A version of this story first appeared in the April 11 issue of The Hollywood Reporter magazine.
Al Gore might need to dust off his projector. The creative forces behind the Oscar-winning environmental documentary An Inconvenient Truth are hatching plans for a sequel to the film that raised global awareness of climate change. "We have had conversations," producer Lawrence Bender tells THR. "We've met; we've discussed. If we are going to make a movie, we want it to have an impact."
The first film certainly did. Released in 2006 by Paramount and Jeff Skoll's Participant Media, the Davis Guggenheim-directed doc grossed nearly $50 million worldwide and helped propel Gore, its narrator, to a 2007 Nobel Peace Prize. But Bender believes that during the ensuing years, the fossil-fuel industry has changed the dialogue with a misinformation campaign. "They did a really good job of pushing back and confusing people," he says. "Some people actually believe global warming doesn't exist."
Environmental activist Laurie David also believes a sequel should be on the agenda. "God, do we need one," she says. "Everything in that movie has come to pass. At the time we did the movie, there was Hurricane Katrina; now we have extreme weather events every other week. The update has to be incredible and shocking."
Despite the desire, a sequel is far from a sure thing, and producer Scott Z. Burns says he "would only support doing a follow-up if we have a really, really amazing way of attacking the issue and reinvigorating it."
But Inconvenient Truth and the issues it raised were on Bender's mind as he accepted an award during a Beverly Hills fundraiser March 21 that collected $700,000 for UCLA's Institute of the Environment and Sustainability.

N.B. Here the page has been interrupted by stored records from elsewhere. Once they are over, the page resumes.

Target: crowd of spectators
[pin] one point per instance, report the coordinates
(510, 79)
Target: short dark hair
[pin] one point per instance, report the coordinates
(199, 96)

At the gala, hosted by Jeanne and Anthony Pritzker, the producer called for renewed activism on climate change and cited the film's impact. "At the time, we hoped to provoke a global conversation about climate change," Bender told the audience, which included Courteney Cox, Anjelica Huston, Johnny McDaid, and Robert F. Kennedy Jr. "Our new inconvenient truth is that not nearly enough concrete action has been taken."